Paiement mobile. OMA Emirates lorgne le marché marocain
Fournisseur de solutions de paiement basé aux Emirats arabes unis, OMA Emirates est déjà présente au Maroc à travers une participation majoritaire dans une entreprise marocaine. Le groupe émirati espère avoir sa place dans le marché du paiement mobile au Maroc.
Avec l’avènement du paiement mobile, le paysage des paiements numériques au Maroc connaîtra certainement un grand tournant. Et au fur et à mesure que le pays s’approche du bouclage du chantier (le démarrage effectif du paiement mobile est espéré pour 2018, selon Bank Al Maghrib), le Maroc attise les convoitises de plusieurs opérateurs internationaux de cette technologie.

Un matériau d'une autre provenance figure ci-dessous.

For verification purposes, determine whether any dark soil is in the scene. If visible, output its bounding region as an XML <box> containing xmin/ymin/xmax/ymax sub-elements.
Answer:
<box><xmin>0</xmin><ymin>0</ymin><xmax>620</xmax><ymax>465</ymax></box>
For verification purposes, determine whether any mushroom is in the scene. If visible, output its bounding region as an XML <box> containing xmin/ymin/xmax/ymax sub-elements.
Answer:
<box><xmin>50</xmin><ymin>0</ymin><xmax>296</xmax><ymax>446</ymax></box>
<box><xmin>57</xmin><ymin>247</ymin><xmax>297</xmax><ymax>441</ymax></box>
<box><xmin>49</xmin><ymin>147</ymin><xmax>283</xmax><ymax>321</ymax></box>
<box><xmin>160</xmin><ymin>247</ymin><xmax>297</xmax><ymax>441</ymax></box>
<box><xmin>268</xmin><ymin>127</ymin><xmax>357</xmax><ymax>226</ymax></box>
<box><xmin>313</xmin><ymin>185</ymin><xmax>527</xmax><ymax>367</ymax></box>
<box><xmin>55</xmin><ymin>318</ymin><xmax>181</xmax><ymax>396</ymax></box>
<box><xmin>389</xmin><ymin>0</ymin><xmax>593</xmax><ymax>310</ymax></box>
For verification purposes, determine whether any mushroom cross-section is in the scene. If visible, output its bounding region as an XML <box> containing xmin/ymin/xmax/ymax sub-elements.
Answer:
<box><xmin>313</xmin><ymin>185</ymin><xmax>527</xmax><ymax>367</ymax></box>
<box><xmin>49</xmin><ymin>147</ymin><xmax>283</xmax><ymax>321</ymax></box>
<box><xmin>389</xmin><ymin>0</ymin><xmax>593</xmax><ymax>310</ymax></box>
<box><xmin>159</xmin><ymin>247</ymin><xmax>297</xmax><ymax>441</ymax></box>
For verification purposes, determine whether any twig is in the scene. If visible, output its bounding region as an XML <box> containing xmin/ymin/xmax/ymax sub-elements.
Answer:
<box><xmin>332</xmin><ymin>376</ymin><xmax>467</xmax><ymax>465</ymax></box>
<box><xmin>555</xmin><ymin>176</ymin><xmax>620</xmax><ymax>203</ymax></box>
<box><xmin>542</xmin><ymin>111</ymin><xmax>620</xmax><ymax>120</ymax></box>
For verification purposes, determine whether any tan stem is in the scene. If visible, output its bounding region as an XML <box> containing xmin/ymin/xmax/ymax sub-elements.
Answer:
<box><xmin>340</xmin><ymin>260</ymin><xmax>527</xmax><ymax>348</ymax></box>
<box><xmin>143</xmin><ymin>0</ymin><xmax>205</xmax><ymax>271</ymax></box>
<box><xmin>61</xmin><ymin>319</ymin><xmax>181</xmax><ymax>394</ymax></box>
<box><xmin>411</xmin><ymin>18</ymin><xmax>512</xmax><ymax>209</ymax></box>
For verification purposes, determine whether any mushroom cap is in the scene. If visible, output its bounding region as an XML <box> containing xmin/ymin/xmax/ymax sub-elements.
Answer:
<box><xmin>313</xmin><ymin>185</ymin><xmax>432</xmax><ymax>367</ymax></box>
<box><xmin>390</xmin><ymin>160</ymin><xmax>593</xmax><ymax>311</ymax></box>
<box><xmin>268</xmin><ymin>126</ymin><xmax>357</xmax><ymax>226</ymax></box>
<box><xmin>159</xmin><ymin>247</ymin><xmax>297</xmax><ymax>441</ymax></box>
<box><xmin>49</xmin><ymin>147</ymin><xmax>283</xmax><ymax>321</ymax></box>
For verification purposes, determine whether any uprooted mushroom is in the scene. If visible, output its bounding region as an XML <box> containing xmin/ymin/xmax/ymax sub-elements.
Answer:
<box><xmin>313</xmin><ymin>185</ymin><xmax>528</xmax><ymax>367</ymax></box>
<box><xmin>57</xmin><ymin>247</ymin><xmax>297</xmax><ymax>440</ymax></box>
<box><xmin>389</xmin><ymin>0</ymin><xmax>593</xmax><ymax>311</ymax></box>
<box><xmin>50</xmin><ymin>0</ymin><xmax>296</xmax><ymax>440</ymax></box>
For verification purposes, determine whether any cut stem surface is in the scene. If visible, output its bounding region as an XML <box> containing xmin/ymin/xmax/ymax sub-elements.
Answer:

Parmi eux, OMA Emirates. Fournisseur de solutions de paiement basé à Sharjah aux Emirats arabes unis depuis 1991, il est présent dans 9 pays à travers le monde, dont le Maroc déjà. La société émiratie est devenue, en 2015, actionnaire majoritaire de Business Rules Solutions, entreprise marocaine dont le siège est à Rabat, et qui compte parmi ses clients de grandes institutions comme Al Barid Bank, Crédit Agricole du Maroc ou Transdev.
"Vu que la stratégie actuelle du Maroc s’aligne avec la mise en place des réformes et des infrastructures nécessaires à la promotion des paiements mobiles, nous proposons notre outil de paiement mobile MPOS pour offrir une mobilité souple et sûre à travers divers segments", nous déclare une source autorisée à OMA Emirates.
La société émiratie compte implémenter cette solution au Maroc, après une introduction déjà réussie en Inde et en sous-continent.
Cette solution permettra aux commerçants d’accepter des paiements par carte de débit et/ou crédit, n’importe où et à tout moment, en utilisant leur Smartphone ou tablette portant une application de paiement mobile, qui se connecte avec un lecteur de carte bancaire.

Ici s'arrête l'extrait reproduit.